Yeah, again that was the primary start and thought process of this thread. The observation of how close my times are with different unicycles sizes … but I not trying to push any agenda that bigger unicycles are unneeded. They are great. On the flip side for anyone already running a smaller uni who is planning on getting a bigger one, they should not be surprised/disappointed if they do not see a big improvement (especially if they already ran cranks on the short side).

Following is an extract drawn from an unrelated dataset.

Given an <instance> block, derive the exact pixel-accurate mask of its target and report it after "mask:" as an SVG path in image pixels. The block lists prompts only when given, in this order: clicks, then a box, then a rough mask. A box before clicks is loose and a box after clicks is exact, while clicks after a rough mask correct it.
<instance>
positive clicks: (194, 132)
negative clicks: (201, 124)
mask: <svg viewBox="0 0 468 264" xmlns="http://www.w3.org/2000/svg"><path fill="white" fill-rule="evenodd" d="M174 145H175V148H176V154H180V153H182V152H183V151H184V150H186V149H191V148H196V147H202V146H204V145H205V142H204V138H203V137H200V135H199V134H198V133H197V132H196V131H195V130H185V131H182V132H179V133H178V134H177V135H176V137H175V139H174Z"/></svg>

Also worth keeping in mind the advantages of small, highly geared unis for certain types of commutes, e.g. mixed modal, where you use the uni for parts, and public transport for other bits. A 24" takes up a lot less space than a 36" on a bus or train. Another being where your commute mixes you with pedestrians. Even with short cranks I feel more controlled in a crowed place than on a 36" and I am probably less intimidating to those around me. Of course, a 29" is perhaps a better compromise in these scenarios being both small enough and fast enough.
To resurrect this thread now that I have a 36", I’ve found it somewhat interesting to compare times. I’m not checking my average speed, but going generally uphill to a destination just under 10km away, my 26 with 150mm cranks is roughly the same speed as my 36 with 127mm, mainly because I went way slower on a pretty steep uphill, and being on the sidewalk with driveway depressions did not help my momentum at all. By the time I reached my destination, I was only two minutes faster than I had been on my 26" (though neither are entirely accurate as both trips included quick conversations with random people), and considerably more tired. Of course, on the way home I cut my time in half and I wasn’t even trying to go fast… but that’s what hills do. Anyways, for trips with few hills the 36er will easily go faster, but if there’s a whole bunch of hills I’m unsure which would be a better choice. I also wonder if overall the same trip would be faster on the 36 if I moved the cranks around so it had 150mm, because that might give that little edge on the hills and probably wouldn’t affect the other parts much.
I ride faster on my 36er with 150mm cranks than on my 27.5 with 145mm cranks. Part of that is the difference between a street tire at 60 psi as opposed to a knobby tire at 30 psi however. I wouldn’t want to go shorter than 150mm on the cranks though. I can still climb fairly well with them and I’m able to go as fast as I want to go.